A realtime data feed is any data source that provides the data on a
realtime basis, that is, essentially as the data becomes available or soon
thereafter. For example, the realtime data feed may be a public financial
wire service, such as might be available from the New York Stock Exchange,
Reuters or Knight-Ridder, that provides users with the most recent prices
for stocks and trades. It may be a private financial data source that
distributes financial data within a particular business or institution,
such as a bank. Or, it may be a source of monitoring and control data
generated by a manufacturing process within a company.
Frequently, it is desirable to analyze the data available from such data
feeds to make buy or sell decisions for financial instruments, to decide
other financial and/or management related issues, or to control
manufacturing processes. For this purpose, there are commercially
available applications that are programmed or can be programmed to perform
the required analysis using data gathered from those data feeds. For
example, there are spreadsheet programs, such as 1-2-3.TM. marketed by
Lotus Development Corporation, that provide such data analysis capability.
Often it is also desirable, if not necessary, to perform the analysis of
the data from the data feeds as rapidly as possible, even on a time scale
approaching the speed at which the data changes. To accomplish this,
others have provided interfaces which funnel the data coming from the data
feed directly into the application where it can be analyzed.
SUMMARY OF THE INVENTION
In general, in one aspect, the invention is a realtime engine for
interfacing one or more data feeds with an application where each of the
one or more data feeds delivers realtime data for each member of an
associated group of items that are available through the data feed.

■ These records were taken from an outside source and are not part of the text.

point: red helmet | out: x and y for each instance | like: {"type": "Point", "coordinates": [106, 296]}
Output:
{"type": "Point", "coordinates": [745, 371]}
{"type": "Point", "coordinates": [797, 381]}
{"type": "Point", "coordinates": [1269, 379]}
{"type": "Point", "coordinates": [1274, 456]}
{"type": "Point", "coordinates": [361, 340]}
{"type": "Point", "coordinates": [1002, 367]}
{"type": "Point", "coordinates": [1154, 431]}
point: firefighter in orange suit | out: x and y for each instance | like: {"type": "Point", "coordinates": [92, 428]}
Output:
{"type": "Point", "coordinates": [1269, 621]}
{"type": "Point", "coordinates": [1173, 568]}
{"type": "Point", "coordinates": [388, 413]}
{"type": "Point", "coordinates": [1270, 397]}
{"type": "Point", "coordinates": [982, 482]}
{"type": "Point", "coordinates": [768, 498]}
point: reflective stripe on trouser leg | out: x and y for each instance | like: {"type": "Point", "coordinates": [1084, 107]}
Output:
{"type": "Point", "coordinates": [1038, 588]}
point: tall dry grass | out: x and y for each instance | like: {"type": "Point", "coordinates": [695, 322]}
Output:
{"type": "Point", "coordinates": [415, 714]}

The
interface includes means for caching the most recent data values received
from a selected one of the one or more data feeds for at least some
members of the associated group of items for the selected data feed; and
means for sending at least some of the cached data values to the
application in response to a request for updates.
Preferred embodiments include the following features. The realtime engine
includes means for identifying a subset of the associated group of items
for the selected data feed for which the application desires data. The
subset identifies the members of the associated group for which the
caching means caches the most recent data values. Also, the realtime
engine includes means for determining which of the cached data values are
different from data values for corresponding items last sent to the
application. The sending means sends only those cached data values which
are determined to be different. In addition, the realtime engine includes
means for storing copies of the data values last sent to the application.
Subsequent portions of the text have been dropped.